Roderick Ramage, solicitor, www.law-office.co.uk
published by distribution to professional contacts 1 January 2021)
This article is not advice to any
person and may not be taken as a definitive statement of the law in general or
in any particular case. The author does
not accept any responsibility for anything that any person does or does not do
as a result of reading it.
The Transfer of Undertakings (Protection of Employment) Regulations 2006, SI
2006/246 (TUPE) provides the only context in which Beckmann
rights matter. The question, to which
answers remain as unclear as ever, now is whether they are still important. The relevant provisions of TUPE are
regulations 3, 4 and 10. In the absence
of a binding court decision, it is likely that ‘employee’ as defined in TUPE
There are one or possibly two questions to
determine whether pension rights are or are not excluded from the automatic
transfer of a transferring employee’s contract of employment.
first Is the
pension scheme in which the transferring employee has rights an occupational
pension scheme as defined in the Pension Schemes Act 1993, s1? If the answer is ‘No’, the pension rights
pass under TUPE, and the second question need not be asked.
secondly If the
answer to the first question is ‘Yes’, do the rights consist of or include
rights ‘which do not relate to
benefits for old age, invalidity or survivors’? If the
answer is ‘No’, the pension rights are excluded from the transfer, but if the
answer is ‘Yes’, those rights, which are commonly called Beckmann rights, pass
The importance of Beckmann rights is that they
might be of significant value, but no assets are transferred to fund them, and therefore
they must be financed by the transferee.
Beckmann rights take their name from the ECJ
decision in Beckmann v Dynamco Whicheloe
Macfarlane Ltd  IRLR 578 (ECJ). The most common example is that, usually
in public sector but sometimes in paternalistic private sector final salary (or
other defined benefit) schemes, a member
is entitled to an early retirement pension, which is not reduced actuarially
for early payment, if his or her employment is terminated on the grounds of
redundancy or business efficiency.
Beckmann had been employed by the NHS and her employment was transferred to DWM
under TUPE. When DWM dismissed her for
redundancy it refused to pay her the early retirement pension, lump sum and
other benefits to which she would have been entitled under the NHS scheme on
the grounds that those benefits were excluded from TUPE. The ECJ held that:
retirement benefits and benefits intended to enhance the conditions of such
retirement, paid in the event of dismissal to employees who have reached a
certain age, such as the benefits at issue in the main proceedings, are not
old-age, invalidity or survivors' benefits … within the meaning of Article 3(3)

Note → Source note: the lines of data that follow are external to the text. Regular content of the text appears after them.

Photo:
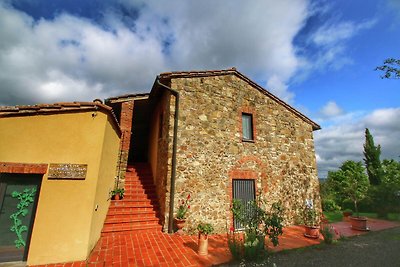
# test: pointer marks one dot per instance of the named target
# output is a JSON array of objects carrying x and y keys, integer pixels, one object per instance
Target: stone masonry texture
[{"x": 211, "y": 151}]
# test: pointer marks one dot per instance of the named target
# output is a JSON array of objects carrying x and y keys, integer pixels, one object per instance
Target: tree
[
  {"x": 372, "y": 160},
  {"x": 355, "y": 184},
  {"x": 389, "y": 189},
  {"x": 391, "y": 68}
]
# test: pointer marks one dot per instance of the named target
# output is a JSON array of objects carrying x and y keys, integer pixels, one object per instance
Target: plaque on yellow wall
[{"x": 67, "y": 171}]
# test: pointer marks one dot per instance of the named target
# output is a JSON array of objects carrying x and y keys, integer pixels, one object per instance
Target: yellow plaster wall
[
  {"x": 62, "y": 228},
  {"x": 105, "y": 182}
]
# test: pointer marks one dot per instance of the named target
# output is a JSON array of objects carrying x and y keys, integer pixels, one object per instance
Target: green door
[{"x": 18, "y": 200}]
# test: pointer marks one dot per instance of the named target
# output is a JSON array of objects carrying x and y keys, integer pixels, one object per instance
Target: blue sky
[{"x": 319, "y": 56}]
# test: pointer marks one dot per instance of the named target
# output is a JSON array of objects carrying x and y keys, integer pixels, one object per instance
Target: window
[{"x": 247, "y": 126}]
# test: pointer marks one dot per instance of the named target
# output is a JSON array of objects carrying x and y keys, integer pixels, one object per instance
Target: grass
[{"x": 337, "y": 216}]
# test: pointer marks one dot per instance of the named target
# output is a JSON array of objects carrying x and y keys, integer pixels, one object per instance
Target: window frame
[{"x": 250, "y": 128}]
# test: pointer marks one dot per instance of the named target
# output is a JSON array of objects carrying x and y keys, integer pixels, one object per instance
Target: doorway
[
  {"x": 18, "y": 201},
  {"x": 244, "y": 191}
]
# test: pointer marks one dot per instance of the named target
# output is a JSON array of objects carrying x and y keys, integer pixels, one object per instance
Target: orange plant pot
[
  {"x": 180, "y": 223},
  {"x": 203, "y": 244}
]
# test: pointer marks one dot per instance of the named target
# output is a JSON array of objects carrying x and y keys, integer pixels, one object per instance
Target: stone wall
[
  {"x": 211, "y": 152},
  {"x": 160, "y": 163},
  {"x": 126, "y": 129}
]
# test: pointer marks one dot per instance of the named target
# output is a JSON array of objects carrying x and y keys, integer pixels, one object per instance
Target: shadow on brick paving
[{"x": 380, "y": 248}]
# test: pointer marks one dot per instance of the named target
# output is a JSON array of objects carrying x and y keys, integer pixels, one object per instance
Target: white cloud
[
  {"x": 331, "y": 34},
  {"x": 344, "y": 139},
  {"x": 331, "y": 109},
  {"x": 331, "y": 42},
  {"x": 280, "y": 89},
  {"x": 41, "y": 59}
]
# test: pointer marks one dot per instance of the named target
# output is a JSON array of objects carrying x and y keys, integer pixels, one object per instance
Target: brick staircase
[{"x": 138, "y": 210}]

of Council Directive 77/187/EEC ….
The extent of the Beckmann rights is still
unclear, but the old age exemption is, according to the later ECJ case of
Martin v South Bank University case  IRLR 74 (ECJ), limited to
... only benefits paid from the time when an employee reaches the end
of his normal working life as laid down by the general structure of the pension
scheme in question ...
Both Beckmann and South bank concerned public
sector pension schemes. The case of Procter
& Gamble v Svenska Cellulosa
 EWHC 1257 (Ch), in which members had a right to
retire early with the employer’s consent, confirmed that the principles apply
also to private sector schemes and decided that a transferring employee’s right
to apply for early retirement and to have the application considered in good
faith was a right which transferred under TUPE.

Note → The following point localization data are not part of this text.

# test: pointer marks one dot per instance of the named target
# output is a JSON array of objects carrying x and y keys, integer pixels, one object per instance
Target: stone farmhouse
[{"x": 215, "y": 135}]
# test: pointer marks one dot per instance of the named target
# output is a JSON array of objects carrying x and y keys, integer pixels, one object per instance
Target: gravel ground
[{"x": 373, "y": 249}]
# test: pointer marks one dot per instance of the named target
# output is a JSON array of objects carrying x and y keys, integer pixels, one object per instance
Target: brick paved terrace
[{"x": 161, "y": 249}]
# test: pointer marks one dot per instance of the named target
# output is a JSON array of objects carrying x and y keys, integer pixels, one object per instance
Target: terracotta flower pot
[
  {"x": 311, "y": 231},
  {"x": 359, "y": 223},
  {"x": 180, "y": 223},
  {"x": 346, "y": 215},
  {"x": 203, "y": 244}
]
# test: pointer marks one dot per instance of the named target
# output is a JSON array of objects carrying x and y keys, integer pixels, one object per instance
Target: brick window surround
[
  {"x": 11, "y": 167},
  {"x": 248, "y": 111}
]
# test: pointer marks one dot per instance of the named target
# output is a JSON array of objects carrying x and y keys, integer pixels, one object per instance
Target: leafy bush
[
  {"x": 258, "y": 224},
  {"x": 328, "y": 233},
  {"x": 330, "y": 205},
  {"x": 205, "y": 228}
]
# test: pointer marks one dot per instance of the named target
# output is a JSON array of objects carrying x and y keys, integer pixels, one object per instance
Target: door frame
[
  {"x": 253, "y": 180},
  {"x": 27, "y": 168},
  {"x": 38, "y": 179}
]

Apart from Procter & Gamble there are no
reported decisions how the Beckmann liability is to be calculated. In this case the parties had agreed an
adjustment of the purchase price according to whether or not whether certain
pension liabilities transferred under TUPE.
The court decided that the transferee was liable for only the enhancements
to the member’s benefits and not the benefits from his or her normal pension
age, so the member does not benefit from the windfall of both the benefits as
enhanced and the benefits payable by the scheme from his or her normal pension
There is also a determination of the Pensions
Ombudsman in Hunter v Atos (81760/2) on 28 October 2011 that the complainant,
who had the right to only a deferred pension in his former employer’s pension
scheme, did not have any Beckmann rights.
In this case the rights in issue were rights of contributing members on
leaving employment. Determinations of the Pensions Ombudsman are not precedent binding on
the courts, and therefore cautious transferees and their advisers might wait
until the point is decide by the courts or at least it is explored further in
legal commentary. Nevertheless determinations by the Ombudsman might be useful as guidance, even if only
as a reminder to check whether the enhanced rights are available to members
with deferred rights.
10 Beckmann rights can be derived from not only the transferor’s scheme,
but the scheme(s) of previous employers, if any of the transferring employees had acquired Beckmann rights in earlier employment and
brought the rights with them on previous TUPE transfers.
11 Transferees still need to either (a) examine the rules of occupational
pension schemes, in which the transferring employees have accrued benefits and
to require appropriate warranties by the transferor and either indemnities or
adjustments to the price to reflect the amount of any Beckmann liabilities or
(b) take a deep breath and chance it.